Cette insistance équivaut à une resquille hypocrite sur les initiatives de sécurité de l’Occident en général et des États-Unis en particulier – que de nombreux Allemands continuent d’estimer trop intrusifs dans les affaires européennes.
La crainte d’une escalade est la raison la moins convaincante du lot. Berlin ne semble pas se rendre compte que la Russie n’a cessé de s’intensifier au cours des neuf dernières années. D’abord, elle a envahi la Crimée et certaines parties du Donbas en 2014. Puis, en 2021, elle a encerclé l’Ukraine avec ses troupes et déclaré publiquement que les Ukrainiens n’ont pas le droit d’exister. Le 24 février 2022, la Russie a lancé une « opération militaire spéciale » qui s’est avérée être un assaut total.
Quelques mois plus tard, la Russie a opté pour la politique de la terre brûlée et le génocide : viols collectifs, enlèvements d’enfants, destruction et pillage d’objets culturels, exécutions de masse et bombardements aveugles de cibles civiles.
L’Occident n’a rien fait pour provoquer cette escalade. Elle est le produit de la détermination du Kremlin à détruire l’Ukraine et les Ukrainiens et à gagner à tout prix la guerre qu’il a déclenchée en 2014, en commettant même un génocide.
L’homme fort russe Vladimir Poutine est déterminé à se battre même au prix de centaines de milliers de soldats russes morts. L’escalade de la Russie ne s’arrêtera donc que lorsqu’elle sera stoppée – par des forces extérieures, et cela signifie l’Ukraine et l’Occident.

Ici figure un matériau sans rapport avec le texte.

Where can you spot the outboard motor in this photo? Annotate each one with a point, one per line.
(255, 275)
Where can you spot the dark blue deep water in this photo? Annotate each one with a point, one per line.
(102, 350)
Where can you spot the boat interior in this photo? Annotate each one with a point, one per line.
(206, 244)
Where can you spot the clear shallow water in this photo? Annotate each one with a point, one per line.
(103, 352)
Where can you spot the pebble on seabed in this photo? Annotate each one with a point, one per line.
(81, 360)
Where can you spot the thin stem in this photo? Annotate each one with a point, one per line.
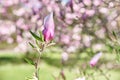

Les chars Leopard 2 allemands pourraient faire la différence, et les responsables politiques allemands le savent.
Malheureusement, leur comportement dilatoire sur le Leopard 2 les rend, eux et leurs électeurs, complices de la mort d’Ukrainiens et, donc, d’un génocide.
Alexander Motyl est professeur de sciences politiques à Rutgers-Newark. Spécialiste de l’Ukraine, de la Russie et de l’URSS, ainsi que du nationalisme, des révolutions, des empires et de la théorie, il est l’auteur de nombreux articles sur l’Ukraine et la Russie.